I think 10 g could be safely wet ashed with sulfuric in a good hood (be warned, it produces HCN) and then over 250C, pure gold. For 10 g, I'd use a 150 mL beaker with a watch glass (to catch potentially gold bearing mist entrained in the prussic acid) and start by pipetting in 50% w/v sulfuric--the bulk of the fizzing happens early on, so rinse down the walls of the beaker and watch glass with the 50% sulfuric. Then strongly heat until the water is gone. After fuming, the sulfuric acid and potassium sulfate solution can be diluted, the gold allowed to settle, decanted, and boiled with hot distilled water (decant and repeat this several times until the liquid is no longer acidic to litmus). The gold is then transferred with DI water to a dry, clean pre-tared crucible and the water decanted and the gold dried at low heat until the water is gone, then slowly heated to 300 C (don't want the gold to pop) on the hot plate. The crucible is weighed again and the difference is the pure gold content estimate.
 
Lou's procedure is the same method that plating shops, which didn't have any instrumentation in their labs, analyzed their gold plating baths.

I was never a big fan of adding Sulfuric to Cyanide. For small analytical samples it's one thing, but for a pound of the stuff it is a different story.

Just go slow and be careful.
 
Lou said:
Truth be told, any PGC salts I ever did that are opened NEVER EVER ran close to assay, hell some weren't even consistent out of the same bottle. Don't know why. I think some of it was pre-mixed with KCN and or K2CO3 or something but it always ran way less than theory would have you believe. I'm not even sure if it's hygroscopic or not.
When I worked for Sel-Rex, they sold 3 types of PGC, sealed, in either 1 or 5 oz (gold content) bottles. All 3 were labeled differently. They were all used primarily to replenish the gold in existing gold plating baths.

(1) Pure PGC - 68.3% gold. No additives. Small, bright white, very heavy crystals. This worked in any bath originally made up with PGC, whether acid or alkaline. For the pure 999.9 gold baths (pH=6-6.5, usually), only pure PGC could be used.

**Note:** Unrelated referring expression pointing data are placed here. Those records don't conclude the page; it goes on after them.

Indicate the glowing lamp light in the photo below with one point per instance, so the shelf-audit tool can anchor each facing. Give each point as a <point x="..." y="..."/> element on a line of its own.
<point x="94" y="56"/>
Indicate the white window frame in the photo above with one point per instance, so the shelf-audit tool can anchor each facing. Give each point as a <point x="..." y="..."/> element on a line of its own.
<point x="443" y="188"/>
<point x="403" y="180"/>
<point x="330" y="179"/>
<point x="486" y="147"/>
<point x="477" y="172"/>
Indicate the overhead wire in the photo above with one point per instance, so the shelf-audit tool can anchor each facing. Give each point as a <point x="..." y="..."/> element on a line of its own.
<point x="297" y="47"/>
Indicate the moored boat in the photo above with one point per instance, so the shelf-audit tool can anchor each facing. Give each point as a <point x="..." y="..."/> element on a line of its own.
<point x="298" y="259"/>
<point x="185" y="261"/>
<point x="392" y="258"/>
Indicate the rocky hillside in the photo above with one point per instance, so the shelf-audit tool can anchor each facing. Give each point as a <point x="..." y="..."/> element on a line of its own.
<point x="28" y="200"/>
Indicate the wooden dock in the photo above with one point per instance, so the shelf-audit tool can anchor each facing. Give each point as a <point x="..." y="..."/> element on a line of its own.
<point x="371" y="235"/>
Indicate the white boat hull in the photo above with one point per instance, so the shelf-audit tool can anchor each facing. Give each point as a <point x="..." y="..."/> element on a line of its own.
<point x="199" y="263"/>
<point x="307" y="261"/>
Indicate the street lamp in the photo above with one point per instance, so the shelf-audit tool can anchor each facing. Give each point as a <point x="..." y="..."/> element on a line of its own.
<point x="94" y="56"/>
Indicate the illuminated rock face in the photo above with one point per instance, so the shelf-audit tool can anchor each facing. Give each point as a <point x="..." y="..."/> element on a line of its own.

(2) Pure PGC + a small amount of either nickel or cobalt sulfate. Used to replenish the gold and the Ni or Co in hard acid gold baths (pH=4-4.5). The Ni/PGC salts were light green and the Co/PGC salts were light pink. Overall, the purity was only a little less than 68.3% because very little Ni or Co was added.

(3) Pure PGC + KCN. Only for replenishing alkaline baths which were in a KCN matrix. Overall gold purity of 40%, if I remember right. In a cyanide gold bath, the cyanide tends to break down to form K2CO3. The extra KCN mixed with the gold acts to replenish the KCN. I would imagine that the KAu(CN)2 and the KCN weren't well-mixed.

I'm thinking that the few times the gold content was questioned and an assay was required, I had to recover and refine all the gold contained in one or two bottles. I seem to remember that it was always right on.

Other manufacturers probably package their salts differently.